I found these pics of what the makeup artist use on the victoria's secret models. Can anyone tell me what products they can see. They are the makeup tales from backstage of the victorias secret show.


----------



## frocher (Dec 12, 2007)

.....


----------



## Girl about town (Dec 12, 2007)

nars lipglosses, chanel mascara, mac powder (maybe beauty powder)


----------



## tiramisu (Dec 12, 2007)

I have nothing new to contribute, but don't you just loooove looking at these types of pictures and trying to figure out all the goodies that are there?!


----------



## sitasati (Dec 12, 2007)

Those little compacts by the "very sexy" in the first picture are Very Sexy eyeshadows ...(i own one lol) and I think I spy a bobbi brown shimmerbrick in pink.


----------



## kittenluvsmac (Dec 12, 2007)

I see MAC #187 Brush, a MAC Pigment, a MAC Loose Powder, as well as Purell hand sanitizer and some type of contact lens solution.


----------



## genuss (Dec 12, 2007)

I think I see a scott barnes blush palette in the far right of the first pic


----------



## nancy_deathbeas (Dec 13, 2007)

i see..BeneFit Dandelion blush *me wants*

*edit* whoops,it has already been mentioned. sorry ladies


----------



## (:KrIsTy:) (Dec 14, 2007)

Thanks for the help


----------



## blazeno.8 (Dec 29, 2007)

I find this picture very funny because I used to work at VS and we were always having to push our brand but I guess it shows you where their loyalties lie!


----------



## mollythedolly (Dec 29, 2007)

PURELL HAND SANITIZER I SEE PURELL HAND SANITIZER!
Not that that's a lot of help, hah.
And Q tips...
Not much help, sorry


----------



## Hilly (Dec 29, 2007)

I see a Chanel Quad


----------



## CandyKisses1018 (Dec 30, 2007)

i dont think victoria secret makeup is expensive.. Depends on what you buy though.. I buy victoria secret makeup whenever I go there..i usually spend 100 bucks on makeup alone whenever i go in there...

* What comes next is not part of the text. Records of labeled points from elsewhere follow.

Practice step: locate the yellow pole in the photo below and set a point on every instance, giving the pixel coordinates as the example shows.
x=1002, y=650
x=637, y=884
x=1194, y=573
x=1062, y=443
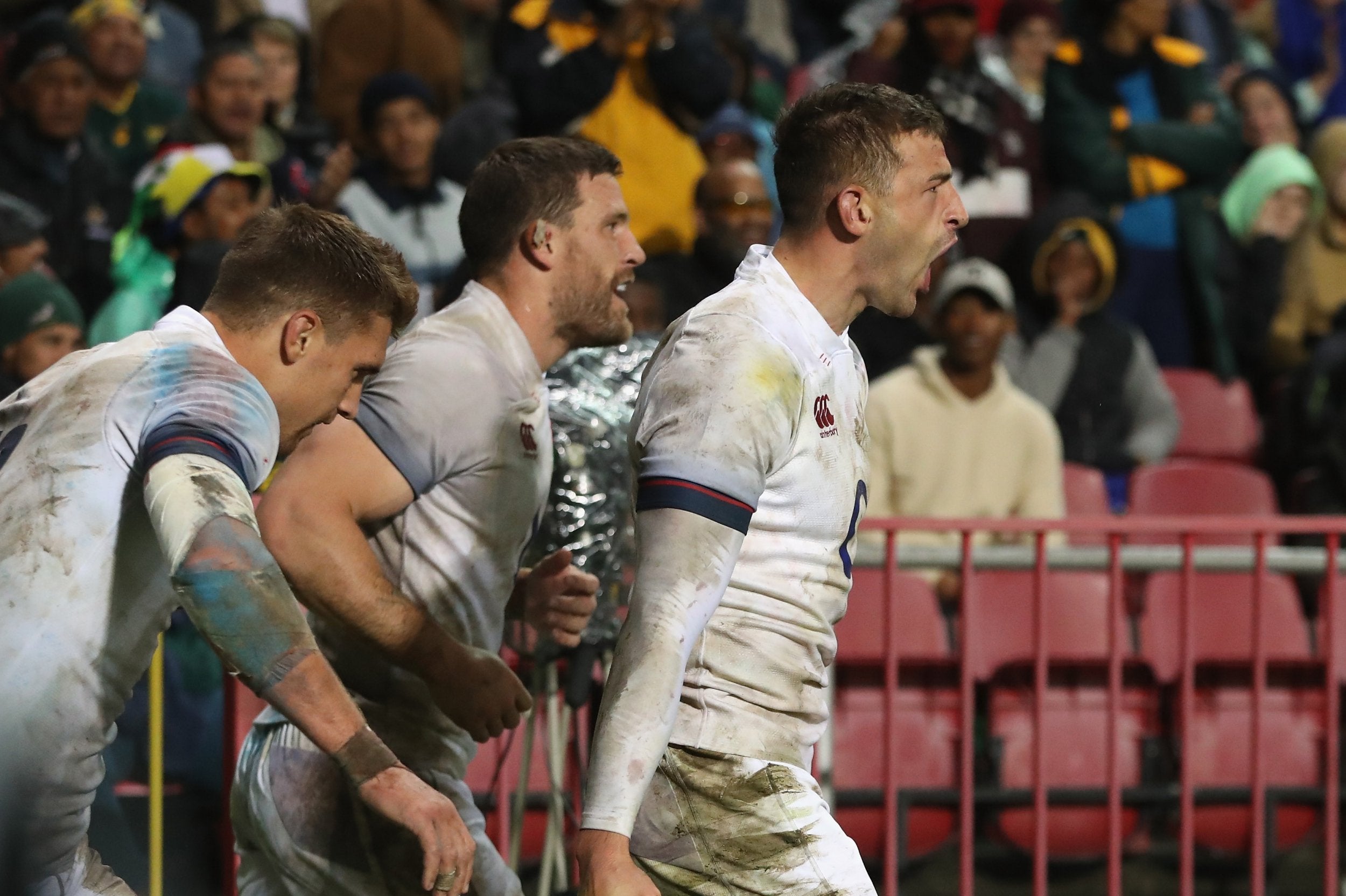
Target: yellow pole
x=157, y=771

what kind of eye shadow palletts are in hte 2nd pic by the mirror in hte silver compact? can anyone tell me.. they look so pretty, i want one.


----------



## missbliss2 (Nov 22, 2008)

You need to check out a thread just like this one really in the "cosmetic discussion" section of the forums, because I ID'ed alot of products that were used backstage on the models.


----------